For the quantum growth of the economy, investments in education and skilling of informal workers are key, especially because a huge share of population has very little skills. The government has spent a lot of money in skilling but it hasn't had much impact. "We need to think of ways to increase the skill set of those who are working in the informal sector right now as most of these workers do not have the luxury of time or any buffer savings to get skilled," says Partha Chatterjee, Professor and Head of the Economics Department at Shiv Nadar University. This is important to avoid the distress of labour in the COVID-like situation again in the future.

For this, he suggests, the employers have to be involved. Right now, employers do not spend anything on skilling their employees. That needs to change. "We need to think how we can incentivise the employers to upskill employees.

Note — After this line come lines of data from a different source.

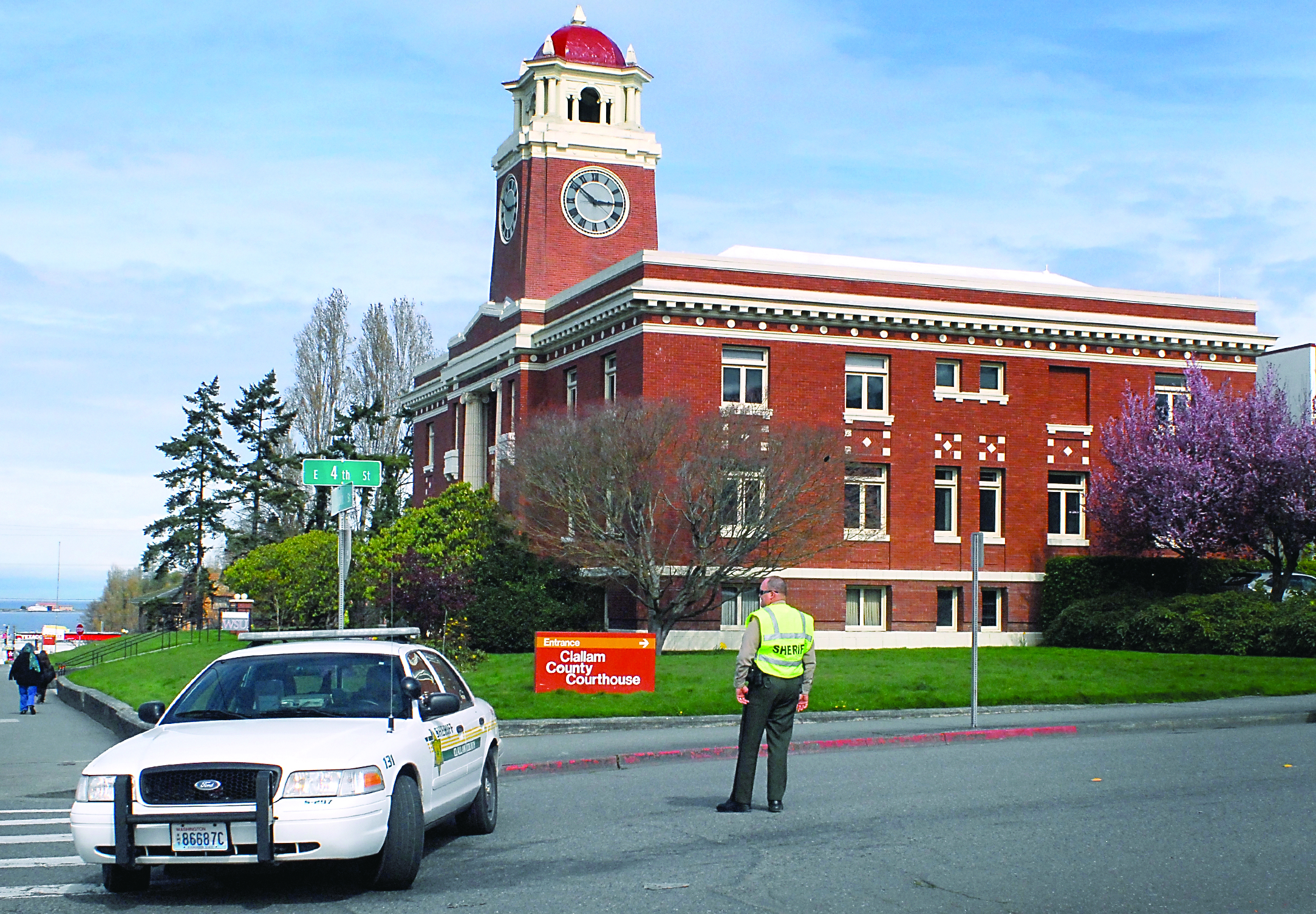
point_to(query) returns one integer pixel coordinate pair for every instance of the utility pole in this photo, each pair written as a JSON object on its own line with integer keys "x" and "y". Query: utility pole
{"x": 975, "y": 559}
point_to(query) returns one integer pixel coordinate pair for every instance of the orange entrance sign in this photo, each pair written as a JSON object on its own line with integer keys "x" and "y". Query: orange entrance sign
{"x": 594, "y": 662}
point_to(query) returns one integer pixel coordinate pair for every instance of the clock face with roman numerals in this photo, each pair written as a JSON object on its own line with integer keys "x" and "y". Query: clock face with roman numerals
{"x": 508, "y": 203}
{"x": 595, "y": 202}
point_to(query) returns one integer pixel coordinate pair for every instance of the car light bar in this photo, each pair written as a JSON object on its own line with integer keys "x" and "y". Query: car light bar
{"x": 329, "y": 634}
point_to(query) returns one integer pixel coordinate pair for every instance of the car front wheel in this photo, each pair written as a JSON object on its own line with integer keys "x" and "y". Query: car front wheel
{"x": 398, "y": 862}
{"x": 481, "y": 817}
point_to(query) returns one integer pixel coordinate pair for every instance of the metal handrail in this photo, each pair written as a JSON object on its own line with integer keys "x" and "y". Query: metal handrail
{"x": 141, "y": 643}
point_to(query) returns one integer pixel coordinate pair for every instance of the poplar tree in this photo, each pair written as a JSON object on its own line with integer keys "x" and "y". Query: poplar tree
{"x": 200, "y": 482}
{"x": 264, "y": 424}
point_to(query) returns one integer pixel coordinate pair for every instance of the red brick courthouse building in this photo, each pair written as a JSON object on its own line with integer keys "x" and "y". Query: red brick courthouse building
{"x": 965, "y": 399}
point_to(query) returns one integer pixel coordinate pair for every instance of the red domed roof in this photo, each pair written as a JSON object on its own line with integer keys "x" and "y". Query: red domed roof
{"x": 585, "y": 45}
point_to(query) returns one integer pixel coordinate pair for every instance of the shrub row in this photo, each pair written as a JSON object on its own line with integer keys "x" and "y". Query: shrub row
{"x": 1080, "y": 578}
{"x": 1231, "y": 622}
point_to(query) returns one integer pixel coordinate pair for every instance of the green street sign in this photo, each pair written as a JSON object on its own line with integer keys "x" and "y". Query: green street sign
{"x": 336, "y": 472}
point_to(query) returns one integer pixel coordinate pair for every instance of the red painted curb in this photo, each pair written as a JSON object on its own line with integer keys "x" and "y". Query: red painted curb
{"x": 808, "y": 746}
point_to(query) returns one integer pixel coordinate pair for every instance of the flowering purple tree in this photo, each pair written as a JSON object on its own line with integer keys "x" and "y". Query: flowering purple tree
{"x": 1168, "y": 488}
{"x": 1275, "y": 459}
{"x": 1218, "y": 474}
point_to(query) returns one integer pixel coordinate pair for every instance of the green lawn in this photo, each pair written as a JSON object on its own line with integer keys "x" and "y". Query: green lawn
{"x": 847, "y": 680}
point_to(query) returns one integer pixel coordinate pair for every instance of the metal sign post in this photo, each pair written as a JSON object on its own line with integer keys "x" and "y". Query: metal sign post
{"x": 340, "y": 504}
{"x": 975, "y": 561}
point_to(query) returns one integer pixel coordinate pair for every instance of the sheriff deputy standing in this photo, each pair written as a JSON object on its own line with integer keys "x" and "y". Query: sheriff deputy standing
{"x": 774, "y": 672}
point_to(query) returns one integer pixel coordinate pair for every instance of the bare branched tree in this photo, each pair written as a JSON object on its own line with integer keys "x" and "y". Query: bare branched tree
{"x": 394, "y": 339}
{"x": 670, "y": 505}
{"x": 320, "y": 388}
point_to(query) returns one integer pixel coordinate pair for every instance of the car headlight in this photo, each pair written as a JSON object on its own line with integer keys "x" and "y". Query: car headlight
{"x": 95, "y": 790}
{"x": 349, "y": 783}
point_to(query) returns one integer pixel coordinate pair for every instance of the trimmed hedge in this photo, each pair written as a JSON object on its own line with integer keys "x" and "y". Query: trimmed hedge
{"x": 1231, "y": 622}
{"x": 1082, "y": 578}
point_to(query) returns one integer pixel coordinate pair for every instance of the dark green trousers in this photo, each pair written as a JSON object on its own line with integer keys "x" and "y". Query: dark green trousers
{"x": 771, "y": 706}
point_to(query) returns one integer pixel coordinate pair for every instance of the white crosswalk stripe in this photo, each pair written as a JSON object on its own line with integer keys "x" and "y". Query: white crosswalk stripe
{"x": 46, "y": 891}
{"x": 22, "y": 863}
{"x": 12, "y": 812}
{"x": 33, "y": 822}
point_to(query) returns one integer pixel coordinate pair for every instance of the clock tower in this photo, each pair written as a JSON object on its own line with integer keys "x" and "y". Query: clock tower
{"x": 576, "y": 178}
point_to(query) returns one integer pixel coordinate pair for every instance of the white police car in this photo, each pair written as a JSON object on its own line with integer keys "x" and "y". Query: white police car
{"x": 313, "y": 746}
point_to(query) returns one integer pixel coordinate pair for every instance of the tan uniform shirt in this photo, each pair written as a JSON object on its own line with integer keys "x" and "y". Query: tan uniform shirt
{"x": 749, "y": 647}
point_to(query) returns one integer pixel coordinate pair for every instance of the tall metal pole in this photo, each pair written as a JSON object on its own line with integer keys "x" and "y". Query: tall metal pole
{"x": 344, "y": 561}
{"x": 975, "y": 559}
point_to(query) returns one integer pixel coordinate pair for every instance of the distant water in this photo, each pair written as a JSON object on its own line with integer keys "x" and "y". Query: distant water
{"x": 33, "y": 621}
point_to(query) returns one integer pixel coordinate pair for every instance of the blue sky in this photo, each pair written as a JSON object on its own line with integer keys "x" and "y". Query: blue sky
{"x": 179, "y": 182}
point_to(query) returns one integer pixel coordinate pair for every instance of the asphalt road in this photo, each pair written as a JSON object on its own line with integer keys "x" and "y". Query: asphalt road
{"x": 1203, "y": 821}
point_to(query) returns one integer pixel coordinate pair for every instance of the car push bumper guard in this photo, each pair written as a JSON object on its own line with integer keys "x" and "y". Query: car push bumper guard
{"x": 125, "y": 845}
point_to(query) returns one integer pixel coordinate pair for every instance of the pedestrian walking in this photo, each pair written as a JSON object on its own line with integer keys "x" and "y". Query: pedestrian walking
{"x": 48, "y": 677}
{"x": 774, "y": 672}
{"x": 27, "y": 672}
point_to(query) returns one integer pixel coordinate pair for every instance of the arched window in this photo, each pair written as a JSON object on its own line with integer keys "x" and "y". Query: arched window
{"x": 590, "y": 107}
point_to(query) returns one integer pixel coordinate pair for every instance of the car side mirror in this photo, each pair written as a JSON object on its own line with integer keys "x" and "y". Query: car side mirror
{"x": 440, "y": 704}
{"x": 411, "y": 688}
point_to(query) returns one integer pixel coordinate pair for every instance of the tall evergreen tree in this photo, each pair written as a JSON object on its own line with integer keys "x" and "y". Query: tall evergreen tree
{"x": 264, "y": 424}
{"x": 200, "y": 479}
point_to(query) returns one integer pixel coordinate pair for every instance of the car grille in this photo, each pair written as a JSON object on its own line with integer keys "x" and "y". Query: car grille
{"x": 177, "y": 784}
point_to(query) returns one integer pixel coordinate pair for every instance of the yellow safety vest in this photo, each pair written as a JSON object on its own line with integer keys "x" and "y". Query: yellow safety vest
{"x": 785, "y": 637}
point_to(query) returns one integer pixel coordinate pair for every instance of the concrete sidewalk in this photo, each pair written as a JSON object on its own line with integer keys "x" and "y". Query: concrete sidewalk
{"x": 618, "y": 740}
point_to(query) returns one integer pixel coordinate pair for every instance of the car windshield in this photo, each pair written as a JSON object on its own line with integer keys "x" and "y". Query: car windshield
{"x": 294, "y": 686}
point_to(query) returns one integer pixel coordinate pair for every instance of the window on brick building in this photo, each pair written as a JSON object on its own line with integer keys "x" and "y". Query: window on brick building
{"x": 865, "y": 502}
{"x": 744, "y": 375}
{"x": 738, "y": 604}
{"x": 866, "y": 608}
{"x": 866, "y": 383}
{"x": 991, "y": 378}
{"x": 948, "y": 609}
{"x": 1066, "y": 521}
{"x": 1171, "y": 395}
{"x": 991, "y": 609}
{"x": 947, "y": 508}
{"x": 990, "y": 486}
{"x": 948, "y": 375}
{"x": 742, "y": 503}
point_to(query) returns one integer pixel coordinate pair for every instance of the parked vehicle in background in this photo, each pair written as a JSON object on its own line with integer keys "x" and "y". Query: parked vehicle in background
{"x": 1260, "y": 582}
{"x": 322, "y": 748}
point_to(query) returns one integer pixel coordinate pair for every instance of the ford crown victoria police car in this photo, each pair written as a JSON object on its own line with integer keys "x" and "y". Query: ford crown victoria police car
{"x": 322, "y": 746}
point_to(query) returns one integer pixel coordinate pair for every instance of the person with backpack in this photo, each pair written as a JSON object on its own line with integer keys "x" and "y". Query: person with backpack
{"x": 27, "y": 672}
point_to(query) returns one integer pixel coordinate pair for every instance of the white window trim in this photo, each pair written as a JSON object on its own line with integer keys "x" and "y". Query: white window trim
{"x": 737, "y": 530}
{"x": 941, "y": 394}
{"x": 886, "y": 608}
{"x": 999, "y": 537}
{"x": 956, "y": 610}
{"x": 869, "y": 416}
{"x": 1001, "y": 377}
{"x": 868, "y": 534}
{"x": 953, "y": 390}
{"x": 1069, "y": 538}
{"x": 1001, "y": 602}
{"x": 734, "y": 362}
{"x": 953, "y": 484}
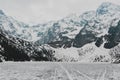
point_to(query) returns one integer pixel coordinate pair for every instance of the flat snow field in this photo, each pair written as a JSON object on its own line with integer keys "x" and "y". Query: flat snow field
{"x": 58, "y": 71}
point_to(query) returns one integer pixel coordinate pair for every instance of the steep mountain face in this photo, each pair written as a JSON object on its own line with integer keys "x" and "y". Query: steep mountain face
{"x": 15, "y": 49}
{"x": 93, "y": 36}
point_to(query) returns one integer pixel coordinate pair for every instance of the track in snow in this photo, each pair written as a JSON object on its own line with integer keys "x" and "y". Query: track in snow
{"x": 58, "y": 71}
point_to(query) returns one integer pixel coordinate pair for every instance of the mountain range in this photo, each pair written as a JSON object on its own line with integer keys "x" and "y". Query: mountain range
{"x": 93, "y": 36}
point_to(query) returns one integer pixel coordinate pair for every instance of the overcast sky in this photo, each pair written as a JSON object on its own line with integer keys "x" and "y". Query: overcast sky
{"x": 40, "y": 11}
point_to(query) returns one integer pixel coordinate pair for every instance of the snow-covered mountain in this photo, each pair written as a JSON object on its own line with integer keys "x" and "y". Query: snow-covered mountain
{"x": 93, "y": 36}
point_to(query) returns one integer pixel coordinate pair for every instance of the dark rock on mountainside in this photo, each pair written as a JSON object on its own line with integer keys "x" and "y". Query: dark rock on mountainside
{"x": 15, "y": 49}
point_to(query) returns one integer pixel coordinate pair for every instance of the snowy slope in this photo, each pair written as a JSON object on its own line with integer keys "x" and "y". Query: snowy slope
{"x": 93, "y": 36}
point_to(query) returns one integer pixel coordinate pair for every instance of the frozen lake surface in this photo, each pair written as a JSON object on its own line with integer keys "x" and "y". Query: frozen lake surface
{"x": 58, "y": 71}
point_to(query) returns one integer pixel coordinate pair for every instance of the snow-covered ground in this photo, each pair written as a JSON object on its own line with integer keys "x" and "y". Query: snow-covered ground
{"x": 58, "y": 71}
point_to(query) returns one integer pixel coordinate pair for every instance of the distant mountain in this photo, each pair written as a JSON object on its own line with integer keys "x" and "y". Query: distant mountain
{"x": 93, "y": 36}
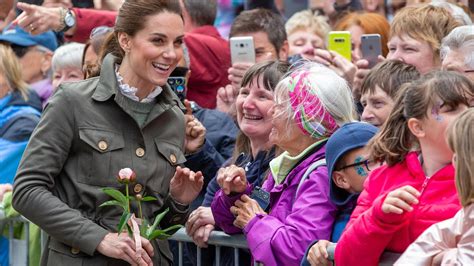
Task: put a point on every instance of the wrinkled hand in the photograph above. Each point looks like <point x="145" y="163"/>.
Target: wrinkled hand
<point x="400" y="200"/>
<point x="318" y="254"/>
<point x="123" y="247"/>
<point x="38" y="19"/>
<point x="225" y="98"/>
<point x="232" y="179"/>
<point x="245" y="210"/>
<point x="195" y="131"/>
<point x="185" y="185"/>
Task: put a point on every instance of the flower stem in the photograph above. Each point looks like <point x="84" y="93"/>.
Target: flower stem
<point x="128" y="199"/>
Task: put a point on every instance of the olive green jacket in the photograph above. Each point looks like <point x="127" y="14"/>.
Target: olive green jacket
<point x="84" y="138"/>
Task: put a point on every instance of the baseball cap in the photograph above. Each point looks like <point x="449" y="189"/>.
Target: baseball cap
<point x="348" y="137"/>
<point x="16" y="35"/>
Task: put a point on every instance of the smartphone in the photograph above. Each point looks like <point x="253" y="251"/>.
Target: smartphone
<point x="340" y="42"/>
<point x="371" y="47"/>
<point x="242" y="49"/>
<point x="177" y="82"/>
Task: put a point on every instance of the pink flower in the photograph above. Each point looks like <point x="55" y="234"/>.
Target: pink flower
<point x="126" y="175"/>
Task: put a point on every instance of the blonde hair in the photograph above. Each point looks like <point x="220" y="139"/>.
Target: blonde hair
<point x="11" y="69"/>
<point x="395" y="140"/>
<point x="306" y="20"/>
<point x="426" y="23"/>
<point x="460" y="136"/>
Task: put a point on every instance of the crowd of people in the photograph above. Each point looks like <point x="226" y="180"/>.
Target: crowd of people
<point x="315" y="156"/>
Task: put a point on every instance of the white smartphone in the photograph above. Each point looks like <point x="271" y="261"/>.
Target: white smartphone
<point x="242" y="49"/>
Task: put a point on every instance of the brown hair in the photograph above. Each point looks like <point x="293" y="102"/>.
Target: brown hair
<point x="10" y="68"/>
<point x="395" y="139"/>
<point x="389" y="76"/>
<point x="131" y="19"/>
<point x="426" y="23"/>
<point x="460" y="136"/>
<point x="263" y="20"/>
<point x="371" y="23"/>
<point x="271" y="73"/>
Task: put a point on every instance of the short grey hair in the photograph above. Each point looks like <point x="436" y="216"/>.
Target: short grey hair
<point x="458" y="13"/>
<point x="68" y="56"/>
<point x="332" y="90"/>
<point x="462" y="39"/>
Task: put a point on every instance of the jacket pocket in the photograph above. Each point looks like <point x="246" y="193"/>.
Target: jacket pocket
<point x="102" y="156"/>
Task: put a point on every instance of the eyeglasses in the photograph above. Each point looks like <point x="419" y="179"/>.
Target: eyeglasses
<point x="369" y="165"/>
<point x="100" y="31"/>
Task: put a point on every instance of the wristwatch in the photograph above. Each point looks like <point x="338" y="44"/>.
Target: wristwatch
<point x="67" y="20"/>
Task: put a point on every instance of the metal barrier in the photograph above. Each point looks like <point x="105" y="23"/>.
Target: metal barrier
<point x="17" y="254"/>
<point x="216" y="238"/>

We also have to bring the skilling programs to the workers than the workers going to skilling centers."

PriyaNaik, Founder and CEO, Samhita Social Ventures says that employers in sectors like apparel, textiles, hospitality, and tourism should imagine ways to up-skill and re-skill workers to enable them to be absorbed by other sectors in which there are better and more opportunities to earn.

Take the case of Gujarat based textile manufacturer Arvind Ltd. that has been using the approach of "planned attrition".  Punit Lalbhai, Executive Director of Arvind in a webinar "Protecting Human Capital to emerge from crisis" said the firm takes responsibility to "upgrade the skills of those who work with us into planned outplacement into industries that have better potential to augment income".  He added, employers need to think about how to "re-calibrate, retrain, and redeploy parts of the workforce in a way that's not only ensuring that short term needs are met, but also in a way that prepares a skillset for Future India."